Manchmal heißt es, die Konservativen in Deutschland seien nicht mutig genug. Die Wahrheit ist schlimmer: Sie wissen nicht, wer sie sind. Und teilweise wissen sie noch nicht einmal, wer sie sein wollen.

Nun werden Sie vielleicht sagen: Aber wieso, die letzten Landtagswahlen liefen doch super für die CDU? Das stimmt, aber das lag auch an den Spitzenkandidaten in Nordrhein-Westfalen und Schleswig-Holstein. Kaum wackelt der Spitzenkandidat (Grüße ins Saarland), wackelt auch die dortige Christdemokratie. Landtagswahlen funktionieren nach eigenen Gesetzen.

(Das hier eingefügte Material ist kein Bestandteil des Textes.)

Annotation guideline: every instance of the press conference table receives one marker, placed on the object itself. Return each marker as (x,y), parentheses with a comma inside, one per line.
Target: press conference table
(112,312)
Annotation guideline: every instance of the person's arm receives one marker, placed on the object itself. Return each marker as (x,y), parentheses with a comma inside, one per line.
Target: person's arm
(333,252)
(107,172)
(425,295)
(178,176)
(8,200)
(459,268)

Sie könnten zudem einwenden: Aber die CDU liegt aktuell im Bund in den Umfragen vorn! Auch das stimmt, nur bedeuten gute Umfragewerte noch lange keinen guten Plan. Die CDU und ihr Parteichef leben eher von ihrem alten Image, dass sie ordentlich regieren können. Geht etwas in der Ampel schief, könnte man glauben: Lasst halt die Pragmatiker aus dem Konrad-Adenauer-Haus ran. Die haben doch auch die letzten 16 Jahre ganz anständig getüftelt. Und schon steigen die Werte wieder.

Wofür die Partei steht, ist dabei Nebensache. Oder können Sie drei inhaltliche Positionen der Union aufzählen, die sich nicht auch in der Ampelkoalition finden?

Bis 2024, so hat es Parteivize Carsten Linnemann angekündigt, soll das neue Grundsatzprogramm der Partei fertig sein. Man muss das ausschreiben: Zweitausendvierundzwanzig. In zweieinhalb Jahren will man wieder wissen, wer man ist. Das ist viel zu spät.

Die CDU ist natürlich nicht allein die Bastion der Konservativen in Deutschland. Aber sie spannt für diese Menschen das politische Zelt auf – zumindest in den letzten Jahrzehnten. Wie es um ihren inhaltlichen Zustand bestellt ist, ist deshalb wichtig für die Demokratie, für den Diskurs im Land. Jetzt wackelt dieses politische Zelt. Und der Wind bläst mit Karacho hindurch.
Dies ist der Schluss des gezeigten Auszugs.